Lorraine Long, the founder of the Medical Error Action Group, is horrified by the nurse’s alleged actions.

"They go through excruciating pain, and then to deprive patients of their rightful prescribed drugs is despicable," she said.

The syringe reportedly had traces of Hydromorphone and Propofol which are both potent anaesthetics. It was a Propofol overdose which killed Michael Jackson.

Dr John D’Arcy warns about the damaging effects of such drugs: "All these synthetic drugs are medically effective but they're addictive and as potentially fatal as heroin."

Whistleblowers also told 7News the nurse had previously been caught writing false prescriptions for the painkiller Endone. If this allegation proves to be correct, it alone would constitute fraud.

"It's what they call 'cover-up'. It's easier just to bury all the stuff and just put it down to a distasteful episode," Ms Long said.

The health department denies there has been any sort of cover-up, saying an investigation is underway over "a possible breach of the Code of Conduct" and that if appropriate would immediately refer the matter to authorities.

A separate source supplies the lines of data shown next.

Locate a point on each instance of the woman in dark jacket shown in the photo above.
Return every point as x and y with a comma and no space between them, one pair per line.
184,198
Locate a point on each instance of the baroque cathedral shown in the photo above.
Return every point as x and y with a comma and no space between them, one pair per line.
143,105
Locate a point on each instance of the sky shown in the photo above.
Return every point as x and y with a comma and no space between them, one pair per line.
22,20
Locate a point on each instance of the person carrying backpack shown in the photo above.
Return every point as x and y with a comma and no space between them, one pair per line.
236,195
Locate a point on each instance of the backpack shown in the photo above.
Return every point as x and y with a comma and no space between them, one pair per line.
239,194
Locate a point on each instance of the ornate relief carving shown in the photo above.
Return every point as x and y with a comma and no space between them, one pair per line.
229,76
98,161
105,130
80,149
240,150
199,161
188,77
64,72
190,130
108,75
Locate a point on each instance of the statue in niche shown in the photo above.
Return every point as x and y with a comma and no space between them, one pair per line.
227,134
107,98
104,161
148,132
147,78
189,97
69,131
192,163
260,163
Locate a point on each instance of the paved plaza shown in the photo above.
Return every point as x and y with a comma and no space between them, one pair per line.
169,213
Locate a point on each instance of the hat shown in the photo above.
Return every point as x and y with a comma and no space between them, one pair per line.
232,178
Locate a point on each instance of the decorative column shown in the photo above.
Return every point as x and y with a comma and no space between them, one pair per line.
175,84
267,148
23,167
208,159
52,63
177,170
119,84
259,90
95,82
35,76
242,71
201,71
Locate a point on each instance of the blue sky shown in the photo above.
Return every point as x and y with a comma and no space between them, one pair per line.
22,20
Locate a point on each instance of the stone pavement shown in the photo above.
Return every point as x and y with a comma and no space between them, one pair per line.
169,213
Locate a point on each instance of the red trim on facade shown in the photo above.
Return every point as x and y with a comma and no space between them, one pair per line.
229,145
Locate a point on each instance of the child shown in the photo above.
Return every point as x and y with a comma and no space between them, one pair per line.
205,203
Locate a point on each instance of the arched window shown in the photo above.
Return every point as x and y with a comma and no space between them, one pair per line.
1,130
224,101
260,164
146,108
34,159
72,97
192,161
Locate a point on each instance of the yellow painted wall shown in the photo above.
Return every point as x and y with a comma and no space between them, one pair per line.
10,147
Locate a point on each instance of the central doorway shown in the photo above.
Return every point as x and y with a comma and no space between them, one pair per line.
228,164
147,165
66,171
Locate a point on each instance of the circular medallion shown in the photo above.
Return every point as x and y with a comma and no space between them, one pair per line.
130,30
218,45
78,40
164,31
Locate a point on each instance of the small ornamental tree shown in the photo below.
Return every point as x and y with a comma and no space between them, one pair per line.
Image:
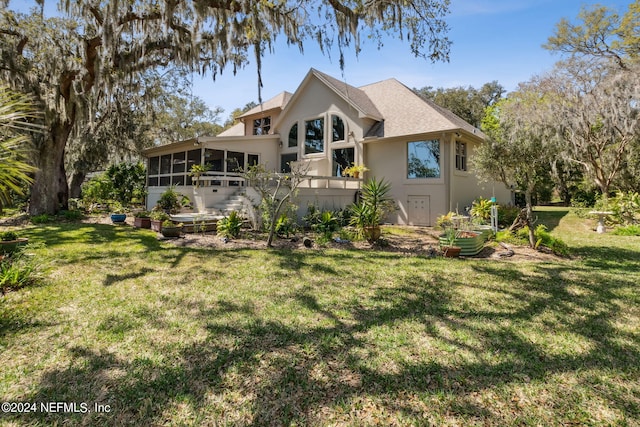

Lorraine Long isn’t convinced the Health Department's investigation is as rigorous as they claim.

"We've been told Hydromorphone, Propofol, Endone, Valium and Morphine have all regularly gone missing for two years while cancer sufferers went without, and not once has the hospital called police," she said.

"All clinicians, and particularly surgeons and anaesthetists, should be drug tested on a random basis."